The course, which was originally a nine-hole layout, was officially opened in 1904 on part of the 1,300-acre Coombe Estate which had been acquired by the Prince Adolphus, Duke of Cambridge. The Duke’s son, Prince George, Duke of Cambridge, was Commander in Chief of the British Army from 1856-1895 and it was he and his sons who decided to convert an unsightly gravel pit into the magnificent golf course we find today. Sadly, Prince George did not live to see his dream come to fruition. He died in 1904 and later that year his two sons, Colonel Sir Augustus and Admiral Sir Aldolphus Fitzgeorge, opened the course. The Hon Arthur Balfour, the Prime Minister, no less, was named Captain.
We are proud of our heritage and one of our trophies, the Cambridge Cup, is named after the Duke of Cambridge. Our oldest piece of silverware, it was first played for in 1911. Following the conclusion of the First World War, the local hockey and cricket clubs disappeared, releasing the land they had occupied, allowing the development of an 18-hole golf course – 10 holes above George Road and eight below. This new 18-hole version was opened in 1922 by Field Marshall Earl Haig, the then Captain. The Ladies’ section, meanwhile, was flourishing as it became autonomous by 1925 and had its own captain.
After the Colonel’s death in 1933, the remaining 700 acres of the Estate were sold. Malden and Coombe Council saved the Club from extinction by purchasing the land from Higgs and Hill and leasing it back to the Club. A series of short-term leases were negotiated over the ensuing years, but with no long term security investment into the Club was sparse and after the Second World War the clubhouse and course were badly run down.
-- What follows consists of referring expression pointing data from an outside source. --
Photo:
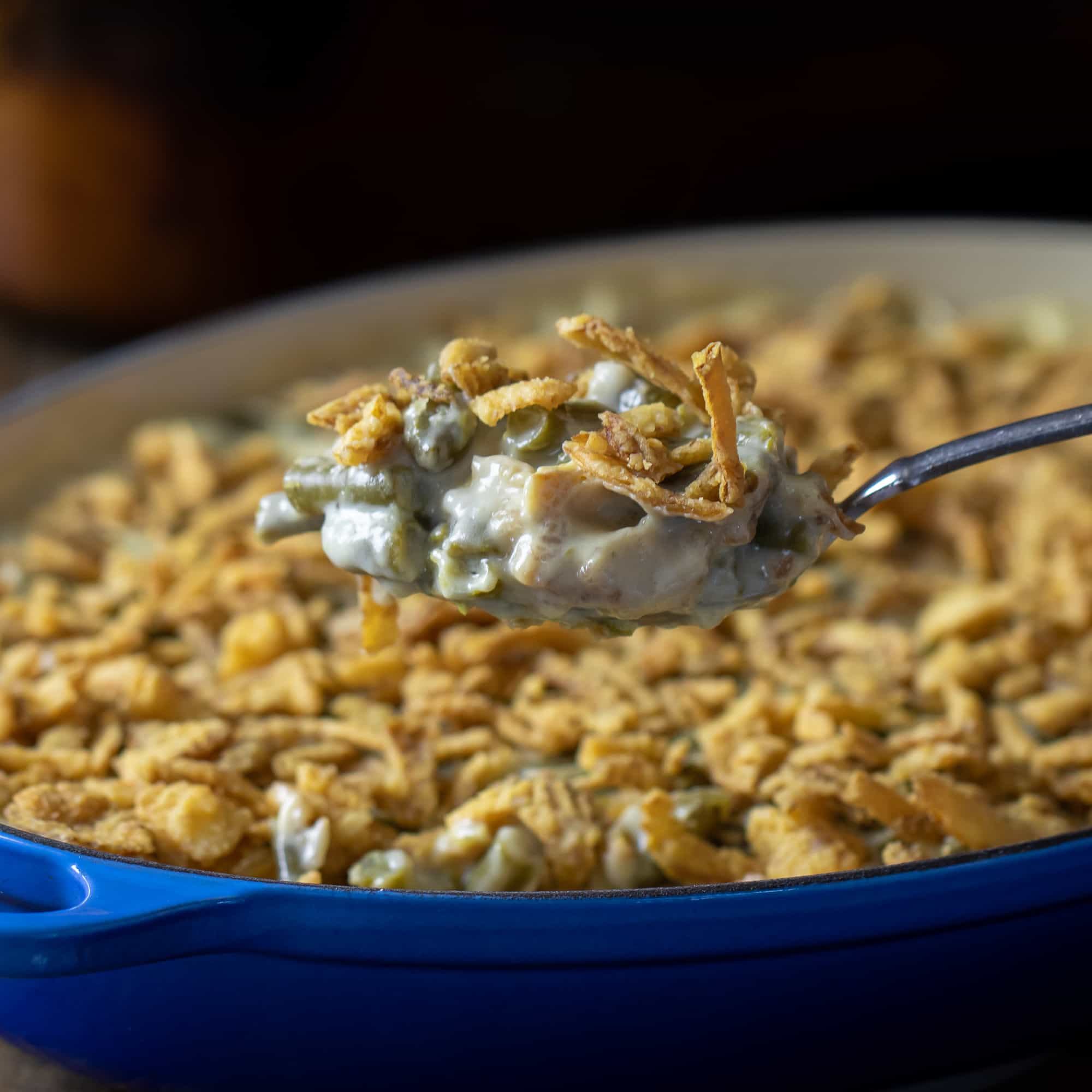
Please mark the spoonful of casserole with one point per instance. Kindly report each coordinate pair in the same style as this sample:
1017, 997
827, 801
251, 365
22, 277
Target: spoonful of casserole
639, 492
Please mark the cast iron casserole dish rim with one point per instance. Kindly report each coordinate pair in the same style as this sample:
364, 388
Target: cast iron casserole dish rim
82, 375
874, 872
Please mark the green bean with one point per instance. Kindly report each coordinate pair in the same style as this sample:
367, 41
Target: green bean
314, 483
705, 810
784, 535
396, 870
436, 433
515, 862
626, 861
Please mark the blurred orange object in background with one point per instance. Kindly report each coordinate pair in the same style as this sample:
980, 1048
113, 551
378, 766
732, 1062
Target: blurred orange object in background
103, 219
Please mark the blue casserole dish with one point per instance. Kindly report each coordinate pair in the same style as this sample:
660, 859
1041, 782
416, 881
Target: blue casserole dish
168, 978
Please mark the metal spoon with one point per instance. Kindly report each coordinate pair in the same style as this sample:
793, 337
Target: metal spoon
912, 471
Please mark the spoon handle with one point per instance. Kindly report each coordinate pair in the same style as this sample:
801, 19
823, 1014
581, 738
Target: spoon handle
912, 471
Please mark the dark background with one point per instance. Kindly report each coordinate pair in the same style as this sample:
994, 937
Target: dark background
160, 161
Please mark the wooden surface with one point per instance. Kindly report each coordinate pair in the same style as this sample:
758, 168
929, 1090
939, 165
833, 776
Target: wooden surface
23, 1073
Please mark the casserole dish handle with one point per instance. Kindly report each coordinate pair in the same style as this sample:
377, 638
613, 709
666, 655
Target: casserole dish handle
72, 913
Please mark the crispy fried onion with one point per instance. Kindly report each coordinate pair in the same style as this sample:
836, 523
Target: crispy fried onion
342, 413
606, 468
379, 620
472, 365
624, 346
419, 387
643, 455
549, 394
722, 393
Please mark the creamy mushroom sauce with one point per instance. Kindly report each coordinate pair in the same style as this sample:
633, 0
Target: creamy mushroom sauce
497, 529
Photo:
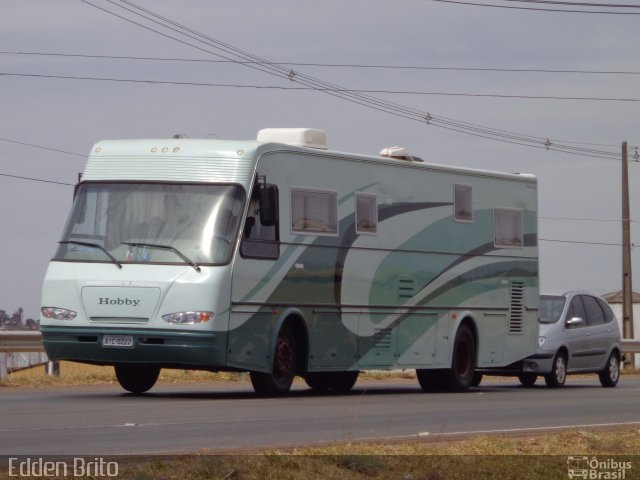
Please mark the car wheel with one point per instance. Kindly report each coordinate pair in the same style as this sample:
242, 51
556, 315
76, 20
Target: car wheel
610, 375
476, 380
527, 379
279, 381
558, 374
136, 378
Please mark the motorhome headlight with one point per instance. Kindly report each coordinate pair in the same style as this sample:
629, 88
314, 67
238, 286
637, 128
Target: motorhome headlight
55, 313
188, 318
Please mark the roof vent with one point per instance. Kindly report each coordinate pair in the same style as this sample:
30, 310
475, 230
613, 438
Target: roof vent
399, 153
299, 137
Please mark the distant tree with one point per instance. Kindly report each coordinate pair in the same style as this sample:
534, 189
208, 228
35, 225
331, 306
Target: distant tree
31, 324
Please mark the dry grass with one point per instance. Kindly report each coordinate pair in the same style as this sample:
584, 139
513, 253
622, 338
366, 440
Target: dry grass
480, 458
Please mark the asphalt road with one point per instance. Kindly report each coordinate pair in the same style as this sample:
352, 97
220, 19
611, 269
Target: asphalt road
102, 420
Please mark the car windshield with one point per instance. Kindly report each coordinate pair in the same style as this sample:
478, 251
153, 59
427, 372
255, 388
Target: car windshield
157, 223
550, 308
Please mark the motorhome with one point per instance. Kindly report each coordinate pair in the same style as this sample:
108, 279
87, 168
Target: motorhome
280, 257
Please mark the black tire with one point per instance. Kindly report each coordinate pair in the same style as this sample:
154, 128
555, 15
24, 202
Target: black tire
459, 377
558, 374
331, 382
136, 378
528, 379
279, 381
611, 374
431, 380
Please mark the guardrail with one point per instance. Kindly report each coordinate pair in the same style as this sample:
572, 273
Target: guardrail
630, 345
20, 341
31, 341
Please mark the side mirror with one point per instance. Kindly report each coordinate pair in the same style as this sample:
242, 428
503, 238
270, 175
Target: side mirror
575, 322
268, 205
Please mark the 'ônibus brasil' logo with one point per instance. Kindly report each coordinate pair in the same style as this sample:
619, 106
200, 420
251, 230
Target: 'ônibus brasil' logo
118, 301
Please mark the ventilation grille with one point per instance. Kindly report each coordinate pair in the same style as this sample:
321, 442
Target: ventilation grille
406, 287
516, 310
382, 339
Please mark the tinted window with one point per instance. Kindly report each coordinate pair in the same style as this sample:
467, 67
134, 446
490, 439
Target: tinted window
576, 309
608, 313
595, 315
258, 240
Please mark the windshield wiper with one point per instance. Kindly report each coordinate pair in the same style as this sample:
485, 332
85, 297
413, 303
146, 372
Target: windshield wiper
165, 247
93, 245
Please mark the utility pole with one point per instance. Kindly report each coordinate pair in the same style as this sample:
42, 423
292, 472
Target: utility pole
627, 288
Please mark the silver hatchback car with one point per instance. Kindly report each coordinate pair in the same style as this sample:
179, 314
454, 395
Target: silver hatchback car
578, 334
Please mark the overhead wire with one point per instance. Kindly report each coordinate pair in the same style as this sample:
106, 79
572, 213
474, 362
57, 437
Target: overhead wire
335, 90
35, 179
558, 10
41, 147
332, 65
275, 87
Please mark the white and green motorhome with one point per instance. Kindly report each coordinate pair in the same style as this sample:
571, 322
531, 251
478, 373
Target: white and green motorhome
282, 258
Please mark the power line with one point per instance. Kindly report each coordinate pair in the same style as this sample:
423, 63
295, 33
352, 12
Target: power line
35, 179
577, 4
351, 90
41, 147
334, 65
559, 10
578, 242
228, 52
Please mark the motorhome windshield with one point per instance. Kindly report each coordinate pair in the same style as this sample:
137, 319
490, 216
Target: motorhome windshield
149, 223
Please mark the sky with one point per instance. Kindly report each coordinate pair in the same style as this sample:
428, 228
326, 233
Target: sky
462, 46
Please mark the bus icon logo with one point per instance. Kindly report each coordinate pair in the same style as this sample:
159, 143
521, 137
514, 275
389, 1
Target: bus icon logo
578, 467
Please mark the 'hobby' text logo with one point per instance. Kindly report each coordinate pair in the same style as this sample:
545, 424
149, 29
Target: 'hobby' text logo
118, 301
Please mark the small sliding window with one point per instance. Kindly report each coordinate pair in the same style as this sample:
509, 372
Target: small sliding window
314, 212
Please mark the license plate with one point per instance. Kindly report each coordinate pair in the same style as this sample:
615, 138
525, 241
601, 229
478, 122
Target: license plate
117, 341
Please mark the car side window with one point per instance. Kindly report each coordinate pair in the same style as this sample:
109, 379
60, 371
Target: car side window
595, 315
608, 313
576, 309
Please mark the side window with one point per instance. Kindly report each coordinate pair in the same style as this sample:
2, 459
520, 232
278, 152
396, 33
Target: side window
595, 315
507, 228
462, 203
314, 212
576, 309
608, 313
366, 213
258, 240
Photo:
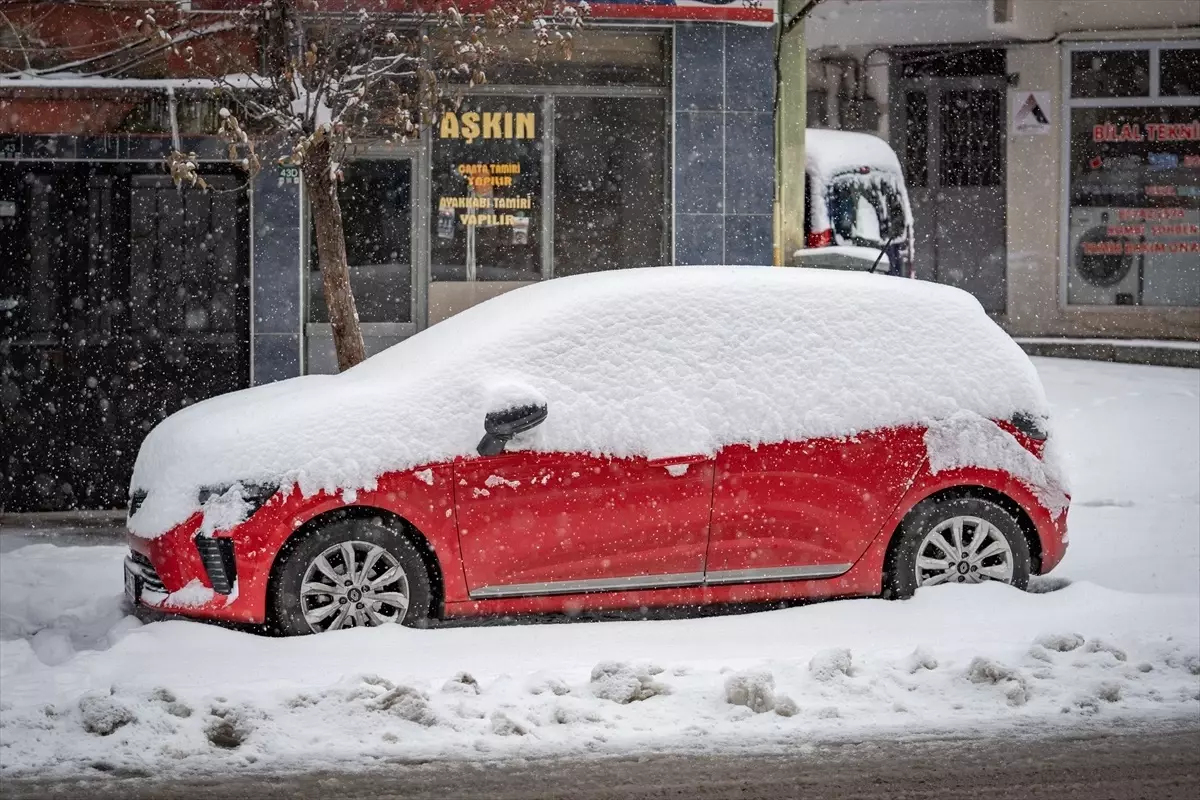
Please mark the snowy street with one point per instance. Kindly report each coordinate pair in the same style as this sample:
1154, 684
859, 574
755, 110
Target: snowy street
1113, 636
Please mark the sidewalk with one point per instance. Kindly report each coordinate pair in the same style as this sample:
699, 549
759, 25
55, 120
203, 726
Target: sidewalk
1159, 353
63, 528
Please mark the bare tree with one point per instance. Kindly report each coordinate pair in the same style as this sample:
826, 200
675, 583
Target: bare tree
329, 76
335, 77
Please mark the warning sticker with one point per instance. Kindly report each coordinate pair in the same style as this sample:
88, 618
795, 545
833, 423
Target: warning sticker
1031, 113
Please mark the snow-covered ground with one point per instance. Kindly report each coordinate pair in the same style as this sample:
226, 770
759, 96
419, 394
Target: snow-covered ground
83, 686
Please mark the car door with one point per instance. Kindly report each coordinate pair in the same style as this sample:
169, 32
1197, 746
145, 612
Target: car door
809, 509
533, 523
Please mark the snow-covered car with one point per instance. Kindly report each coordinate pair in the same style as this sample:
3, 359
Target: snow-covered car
855, 197
658, 437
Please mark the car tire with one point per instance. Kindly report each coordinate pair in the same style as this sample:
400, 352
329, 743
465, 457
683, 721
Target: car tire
366, 539
981, 521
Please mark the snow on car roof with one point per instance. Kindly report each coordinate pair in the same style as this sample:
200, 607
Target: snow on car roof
828, 152
648, 362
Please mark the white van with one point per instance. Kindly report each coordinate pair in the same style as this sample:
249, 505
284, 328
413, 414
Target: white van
855, 199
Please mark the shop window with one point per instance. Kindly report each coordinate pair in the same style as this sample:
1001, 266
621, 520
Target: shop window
1180, 72
487, 191
377, 215
610, 178
1109, 73
1133, 234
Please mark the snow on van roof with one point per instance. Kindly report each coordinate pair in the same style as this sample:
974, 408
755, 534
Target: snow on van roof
648, 362
828, 152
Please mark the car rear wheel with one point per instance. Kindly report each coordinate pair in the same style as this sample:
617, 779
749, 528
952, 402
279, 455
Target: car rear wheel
351, 573
963, 540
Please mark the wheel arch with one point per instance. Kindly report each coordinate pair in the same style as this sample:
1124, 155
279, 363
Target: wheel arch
979, 492
389, 518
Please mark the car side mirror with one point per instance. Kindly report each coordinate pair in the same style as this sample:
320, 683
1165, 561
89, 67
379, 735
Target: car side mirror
501, 426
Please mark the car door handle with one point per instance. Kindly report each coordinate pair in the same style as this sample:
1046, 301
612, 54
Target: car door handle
675, 461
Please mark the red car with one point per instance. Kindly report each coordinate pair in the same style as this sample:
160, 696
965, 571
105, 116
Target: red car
630, 439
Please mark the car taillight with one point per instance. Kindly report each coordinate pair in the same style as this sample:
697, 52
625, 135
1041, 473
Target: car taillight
1029, 429
822, 239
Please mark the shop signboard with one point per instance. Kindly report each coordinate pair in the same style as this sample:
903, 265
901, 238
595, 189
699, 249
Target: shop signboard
1134, 205
755, 12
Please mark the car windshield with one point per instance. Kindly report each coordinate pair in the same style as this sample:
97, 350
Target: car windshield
865, 210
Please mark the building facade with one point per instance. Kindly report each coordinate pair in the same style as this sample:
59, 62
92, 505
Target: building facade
127, 299
1051, 150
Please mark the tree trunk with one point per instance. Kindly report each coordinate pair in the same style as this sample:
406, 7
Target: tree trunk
327, 215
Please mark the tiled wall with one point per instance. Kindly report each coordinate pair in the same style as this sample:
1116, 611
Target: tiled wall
725, 144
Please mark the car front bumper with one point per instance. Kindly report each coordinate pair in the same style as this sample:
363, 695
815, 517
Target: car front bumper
183, 572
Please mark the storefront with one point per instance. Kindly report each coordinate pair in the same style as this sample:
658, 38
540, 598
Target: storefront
653, 145
1132, 173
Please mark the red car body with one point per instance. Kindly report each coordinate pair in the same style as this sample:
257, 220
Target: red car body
543, 533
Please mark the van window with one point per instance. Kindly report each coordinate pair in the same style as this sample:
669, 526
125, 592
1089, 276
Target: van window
865, 210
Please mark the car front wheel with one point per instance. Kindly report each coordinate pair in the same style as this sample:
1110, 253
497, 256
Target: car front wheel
963, 540
351, 573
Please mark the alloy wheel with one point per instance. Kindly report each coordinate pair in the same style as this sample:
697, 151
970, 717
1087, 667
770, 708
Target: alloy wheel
964, 549
353, 584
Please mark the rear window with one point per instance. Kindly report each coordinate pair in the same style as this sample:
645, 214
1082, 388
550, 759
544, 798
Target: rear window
865, 210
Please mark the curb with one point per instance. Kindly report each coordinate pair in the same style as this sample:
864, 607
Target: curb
1157, 354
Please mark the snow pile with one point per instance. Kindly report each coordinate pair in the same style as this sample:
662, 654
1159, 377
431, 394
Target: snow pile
84, 689
180, 695
637, 362
1131, 438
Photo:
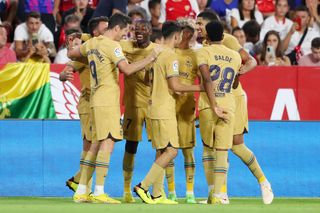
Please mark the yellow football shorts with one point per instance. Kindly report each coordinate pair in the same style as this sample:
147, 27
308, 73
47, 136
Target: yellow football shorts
106, 123
215, 132
134, 118
163, 132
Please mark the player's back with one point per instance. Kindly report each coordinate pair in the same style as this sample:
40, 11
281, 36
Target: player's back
162, 103
136, 92
103, 56
224, 65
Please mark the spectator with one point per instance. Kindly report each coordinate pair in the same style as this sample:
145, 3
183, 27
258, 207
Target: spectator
71, 22
239, 34
272, 54
155, 9
252, 32
278, 21
8, 9
83, 11
45, 9
266, 7
295, 43
62, 57
38, 54
313, 58
156, 36
314, 8
27, 34
109, 7
245, 12
6, 55
203, 4
60, 7
171, 10
223, 7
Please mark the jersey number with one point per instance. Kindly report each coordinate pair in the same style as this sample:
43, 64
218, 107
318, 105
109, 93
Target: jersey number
226, 79
93, 70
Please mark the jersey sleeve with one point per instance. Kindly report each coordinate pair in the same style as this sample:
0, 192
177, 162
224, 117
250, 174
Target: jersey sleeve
202, 57
83, 49
172, 67
231, 42
116, 54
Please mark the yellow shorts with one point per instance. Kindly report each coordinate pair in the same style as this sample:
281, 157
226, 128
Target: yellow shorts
215, 132
241, 124
106, 123
85, 122
164, 132
134, 118
186, 131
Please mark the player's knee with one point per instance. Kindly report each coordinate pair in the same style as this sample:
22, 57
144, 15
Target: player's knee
238, 139
131, 147
172, 152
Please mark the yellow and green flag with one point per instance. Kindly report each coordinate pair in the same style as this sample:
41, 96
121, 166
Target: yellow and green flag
25, 91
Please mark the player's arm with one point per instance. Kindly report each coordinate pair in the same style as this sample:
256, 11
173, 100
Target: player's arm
176, 86
67, 73
129, 69
74, 52
209, 88
249, 63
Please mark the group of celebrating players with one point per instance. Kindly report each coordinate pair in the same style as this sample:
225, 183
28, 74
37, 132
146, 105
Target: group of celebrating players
159, 86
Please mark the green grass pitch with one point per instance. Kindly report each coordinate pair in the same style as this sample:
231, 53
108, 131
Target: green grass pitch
238, 205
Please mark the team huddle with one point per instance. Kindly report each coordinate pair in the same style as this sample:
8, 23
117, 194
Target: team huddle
159, 93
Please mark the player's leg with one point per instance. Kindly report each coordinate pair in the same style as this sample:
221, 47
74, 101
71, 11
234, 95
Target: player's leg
164, 137
248, 158
207, 125
189, 167
171, 182
127, 167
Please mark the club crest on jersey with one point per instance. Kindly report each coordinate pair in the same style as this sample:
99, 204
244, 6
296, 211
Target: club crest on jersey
117, 52
175, 67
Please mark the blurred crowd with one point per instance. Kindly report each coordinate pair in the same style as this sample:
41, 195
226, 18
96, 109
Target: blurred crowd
275, 32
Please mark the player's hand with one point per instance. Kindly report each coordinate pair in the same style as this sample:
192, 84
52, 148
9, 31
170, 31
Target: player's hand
221, 113
156, 51
69, 73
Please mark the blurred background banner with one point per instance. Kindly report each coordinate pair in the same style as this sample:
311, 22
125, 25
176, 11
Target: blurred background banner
273, 93
25, 91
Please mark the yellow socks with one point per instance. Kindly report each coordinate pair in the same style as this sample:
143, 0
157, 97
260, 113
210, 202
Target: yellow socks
250, 160
127, 166
208, 159
220, 170
102, 166
170, 177
88, 165
77, 176
189, 166
152, 176
158, 185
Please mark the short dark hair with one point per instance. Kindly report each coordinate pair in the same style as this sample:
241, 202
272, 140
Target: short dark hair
236, 29
34, 14
156, 34
94, 22
71, 31
209, 15
315, 43
302, 8
119, 19
71, 18
152, 3
251, 28
137, 11
169, 28
215, 30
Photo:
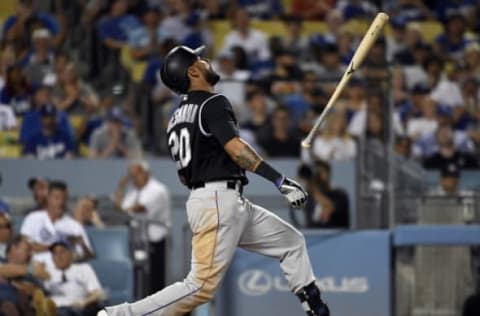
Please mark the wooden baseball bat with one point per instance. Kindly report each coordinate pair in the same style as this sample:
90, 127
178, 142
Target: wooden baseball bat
367, 42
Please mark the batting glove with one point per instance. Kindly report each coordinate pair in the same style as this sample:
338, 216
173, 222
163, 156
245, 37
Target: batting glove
293, 192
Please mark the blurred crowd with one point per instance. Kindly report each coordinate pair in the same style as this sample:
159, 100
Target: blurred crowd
46, 249
67, 89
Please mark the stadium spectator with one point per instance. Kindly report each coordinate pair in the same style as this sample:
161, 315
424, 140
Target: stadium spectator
396, 42
471, 306
410, 10
73, 287
6, 232
294, 38
252, 41
144, 40
7, 60
73, 95
232, 82
32, 124
375, 127
115, 28
403, 146
449, 181
8, 120
40, 59
424, 124
214, 9
472, 60
20, 279
257, 104
448, 154
356, 9
85, 212
262, 9
334, 143
17, 28
148, 200
468, 116
39, 189
451, 44
44, 227
328, 64
50, 142
327, 207
303, 98
333, 21
429, 144
413, 107
345, 42
368, 120
182, 23
279, 139
4, 207
16, 91
310, 9
113, 139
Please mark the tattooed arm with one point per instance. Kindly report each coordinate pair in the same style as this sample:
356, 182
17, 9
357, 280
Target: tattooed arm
247, 158
243, 154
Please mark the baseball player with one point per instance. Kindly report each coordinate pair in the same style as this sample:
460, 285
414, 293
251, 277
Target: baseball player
211, 159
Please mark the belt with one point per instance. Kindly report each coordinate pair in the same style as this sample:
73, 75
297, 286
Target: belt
228, 184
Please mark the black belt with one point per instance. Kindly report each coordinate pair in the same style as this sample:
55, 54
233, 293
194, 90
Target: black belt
230, 184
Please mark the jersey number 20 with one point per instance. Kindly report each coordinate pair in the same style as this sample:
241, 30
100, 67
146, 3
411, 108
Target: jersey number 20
180, 147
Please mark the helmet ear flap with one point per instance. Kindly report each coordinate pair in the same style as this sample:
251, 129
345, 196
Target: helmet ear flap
175, 68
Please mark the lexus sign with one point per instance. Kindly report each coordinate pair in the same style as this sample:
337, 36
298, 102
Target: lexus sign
256, 282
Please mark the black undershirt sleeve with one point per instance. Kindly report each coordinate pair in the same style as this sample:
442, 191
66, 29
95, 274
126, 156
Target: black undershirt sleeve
218, 119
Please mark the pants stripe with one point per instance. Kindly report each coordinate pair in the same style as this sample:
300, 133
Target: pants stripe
210, 266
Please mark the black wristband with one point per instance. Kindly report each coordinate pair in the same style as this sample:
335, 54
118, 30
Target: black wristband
269, 173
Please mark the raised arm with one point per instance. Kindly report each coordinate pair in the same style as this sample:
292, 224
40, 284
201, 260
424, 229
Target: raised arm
247, 158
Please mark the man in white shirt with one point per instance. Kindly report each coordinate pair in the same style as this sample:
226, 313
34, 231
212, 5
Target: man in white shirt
44, 227
252, 41
148, 201
74, 287
8, 121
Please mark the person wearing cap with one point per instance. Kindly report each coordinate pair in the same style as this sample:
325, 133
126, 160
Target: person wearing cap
148, 201
73, 287
39, 188
252, 41
114, 139
115, 27
16, 27
449, 179
32, 123
20, 279
45, 226
6, 231
40, 60
452, 42
233, 82
396, 42
51, 142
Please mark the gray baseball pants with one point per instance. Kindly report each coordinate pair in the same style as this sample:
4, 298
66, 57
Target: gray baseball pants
221, 219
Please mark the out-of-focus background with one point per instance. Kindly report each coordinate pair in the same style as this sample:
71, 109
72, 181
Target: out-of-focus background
392, 222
The club only managed to survive due to its then members, who invested both financially and physically. It paid off, as the club survived and in 1994 purchased a new 125-year lease, securing our tenure until 2119. This security enabled us to redevelop the clubhouse in 2002-03, just in time to celebrate our centenary.
Some names now legendary in the world of golf are forever inked with Coombe Wood golf course. We have had some outstanding golfers at Coombe Wood over the years. John de Forest was English Amateur champion in 1932 and P W L Risdon was an English international during the 30s. Pam Barton was British Ladies Champion in 1936 and, more recently, James Heath won the Lytham trophy by a record 10 shots and also the English Amateur Championship, both in 2004.
While many things have changed since inception, the course still provides as stern a challenge now as it did in the pioneering days at the start of the 20th century.